On agreeing with your friends: “It’s temptingly simple to turn ‘friends should share your values’ into a screening process,” writes Annie Ma in her contribution to this quarter’s missive debate. Her warning, however, is this: “It doesn’t work.” Ma concedes that friends may share the same interests. But to reduce one’s friends or potential friends to their values is to rationalize that which resists rationalization and to ignore the messiness, capacity for change, and imperfection that is the point of friendship in the first place. Read Ma’s letter at the link.

Postmodern paganism: What comes after Christianity? Nothing good, argues Louise Perry in a recent essay for First Things titled “We Are Repaganizing.” Comparing the modern practice of abortion to ancient Roman infanticide, Perry’s essay has won praise from religious conservatives. But Perry, a writer best known for her book The Case Against the Sexual Revolution, is herself an atheist, and writes with undogmatic thoughtfulness and originality. Perry’s primary concern is not the legal status of abortion, but rather what the practice reveals about the society we inhabit. Her conclusion—that we are regressing into barbarism—is an indictment of what inhabitants of the twenty-first century often call “progress.” Her essay invites us to consider how technology masks the brutality of modern life, and asks whether paganism ever left us, or is simply creeping back out of the shadows.

A changing literary landscape: Publishing a novel today means something completely different than it did just a few decades ago, according to Big Fiction: How Conglomeration Changed the Publishing Industry and American Literature. The recent book, written by assistant professor of English at Emory University Dan Sinykin and published by Columbia University Press, points to Cormac McCarthy as a prime example of a literary career that would be impossible today. McCarthy, remembered for books like Blood Meridian and The Road, was at first a total commercial flop. Today an unsuccessful debut would mean the demise of an aspiring novelist’s career, but editors who believed in McCarthy’s vision supported the author until his novel All the Pretty Horses became a huge success. As for why McCarthy’s career path cannot be representative today, Sinykin pins it on the conglomeration of big publishing houses. Since fewer publishing houses exist, the competition for publishing spots has become stiffer—and more focused on commercial success. However, as writer Kevin Lozano points out in his New Yorker review of Sinykin’s book, one thing remains the same: luck is one of the biggest factors in who tops the bestseller list.

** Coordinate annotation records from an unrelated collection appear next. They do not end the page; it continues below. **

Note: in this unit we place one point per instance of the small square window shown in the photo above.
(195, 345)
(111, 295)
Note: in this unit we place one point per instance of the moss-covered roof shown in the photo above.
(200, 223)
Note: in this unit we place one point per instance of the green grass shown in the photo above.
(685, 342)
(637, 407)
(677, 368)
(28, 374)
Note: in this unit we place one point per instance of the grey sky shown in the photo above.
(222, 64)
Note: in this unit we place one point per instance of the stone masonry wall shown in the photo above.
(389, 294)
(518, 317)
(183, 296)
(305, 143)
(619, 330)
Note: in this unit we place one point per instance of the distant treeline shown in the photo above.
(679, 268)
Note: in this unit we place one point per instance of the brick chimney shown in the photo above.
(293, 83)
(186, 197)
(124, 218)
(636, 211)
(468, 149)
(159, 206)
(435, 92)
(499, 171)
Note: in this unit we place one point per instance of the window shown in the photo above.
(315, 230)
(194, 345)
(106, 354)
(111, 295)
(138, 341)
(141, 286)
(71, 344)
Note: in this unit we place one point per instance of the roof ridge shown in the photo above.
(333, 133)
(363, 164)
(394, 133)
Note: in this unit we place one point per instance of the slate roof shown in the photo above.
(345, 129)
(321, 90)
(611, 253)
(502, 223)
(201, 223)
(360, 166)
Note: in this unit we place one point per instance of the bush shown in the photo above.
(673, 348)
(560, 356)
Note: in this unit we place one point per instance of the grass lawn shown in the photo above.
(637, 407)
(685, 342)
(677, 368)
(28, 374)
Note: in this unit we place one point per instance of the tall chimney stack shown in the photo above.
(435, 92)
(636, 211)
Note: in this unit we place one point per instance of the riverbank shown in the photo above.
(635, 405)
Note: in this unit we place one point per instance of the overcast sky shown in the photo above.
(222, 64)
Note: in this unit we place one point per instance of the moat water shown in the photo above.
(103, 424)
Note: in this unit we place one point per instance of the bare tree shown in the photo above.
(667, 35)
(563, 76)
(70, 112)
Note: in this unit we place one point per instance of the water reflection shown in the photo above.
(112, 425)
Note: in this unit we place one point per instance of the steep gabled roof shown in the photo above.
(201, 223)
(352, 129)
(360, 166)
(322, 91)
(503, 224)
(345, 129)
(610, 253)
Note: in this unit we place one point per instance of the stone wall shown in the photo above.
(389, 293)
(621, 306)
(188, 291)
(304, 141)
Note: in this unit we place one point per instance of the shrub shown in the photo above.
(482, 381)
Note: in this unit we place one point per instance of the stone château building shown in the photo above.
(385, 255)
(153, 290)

American insecurities: As police departments retreat in the face of post-black lives matter defunding and public backlash, private security companies rush to fill the vacuum. Are they up to the task? Time magazine investigated this question recently in a three-part series. As the public has demanded reform, public police forces have often been accused of trapping minority neighborhoods in cycles of poverty and crime. But over the past couple of years, a crime wave has surfaced across the United States, posing a challenge to progressive politicians who have been trying to institute policy changes. Many business owners, small and large, could not wait for policymakers to solve the problem, and turned instead to private security firms such as Allied Universal. The series by journalist Alana Semuels outlines the practical shortcomings of privatized security and argues that police departments must take back their role as the first line of defense against lawlessness. Whatever criticisms may emerge, the responsibility for public security must rest with the state.

Two hundred years of resilience: Visit the Seminary Co-op Bookstore on Monday, November 6, to hear Sara Marcus discuss her new book Political Disappointment: A Cultural History from Reconstruction to the AIDS Crisis. Marcus, a professor of English at the University of Notre Dame, examines American artists and writers throughout United States history who were frustrated by a lack of social progress. Drawing on the works of sociologist and historian W. E. B. DuBois; essayist and lawyer Charles Chesnutt; and painter and photographer David Wojnarowicz, among others, Marcus argues that political defeats nevertheless give rise to a resilience that keeps the dream of a better world alive. Marcus will be joined in conversation by University of Illinois Chicago English professor Peter Coviello.